Why do things stick? The physics of adhesion and adsorption in biological systems

Karin Jacobs / Saarland University, Saarbrücken, Germany

April 18, 2024, 3-4 pm CEST

Online live talk

Introduction

"Sticking" is a sloppy description that does not include an explanation why two objects stay together. In biological systems, the terms adhesion, adsorption or "tethering" are used. However, when covalent or ionic bonds are not involved, attractive intermolecular forces are mainly responsible for “sticking”. In our experiments, we try to find the main players in the "zoo" of intermolecular forces in order to specifically influence the interactions. Bacterial interactions are a good example: How do bacteria adhere? How can adhesion be reduced or increased? Is a metal door handle better or worse than a plastic one? The main experimental method is "single-cell force spectroscopy", which uses an AFM to record force-distance curves with a single living bacterial cell as the probe. MC simulations help to interpret the curves. The findings have the potential to optimize oral hygiene practices, design bacteria-resistant surfaces and refine implant materials.

Karin Jacobs

is a physicist and her research subjects span from functionalizing surfaces and tailoring wetting properties to the analysis and control of adhesion and biofilm formation. She and her team try to identify general physical rules to explain biophysical phenomena, often in close collaboration with teams in microbiology or in theoretical physics. Karin studied physics at Constance University, Germany.
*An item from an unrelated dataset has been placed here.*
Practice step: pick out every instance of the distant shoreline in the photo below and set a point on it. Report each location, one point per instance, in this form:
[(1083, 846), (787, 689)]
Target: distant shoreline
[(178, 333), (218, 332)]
Passing career stages as postdoc at the Max-Planck-Institute for Colloid and Interface Research in Berlin/Golm, research assistant at Ulm Universtiy, project leader at Bayer AG in Leverkusen and several stays abroad in Israel and Australia, she took up a chair in experimental physics at Saarland University in 2002. Since 2014, she is awarded a 3y-Fellow of the Leibniz-Institute for New Materials INM in Sarbrücken. She coordinated a priority program of the German Research Foundation DFG focussing on microfluidics and is panel and research member of the DFG collaborative research center SFB 1027, which is devoted to biophysical research topics. In April 2015, she was elected as a member of the Academy of Sciences and Literature | Mainz and in 2022, a member of the Göttingen Academy of Sciences. Since summer 2021, she also acts as Vice President of the German Science foundation.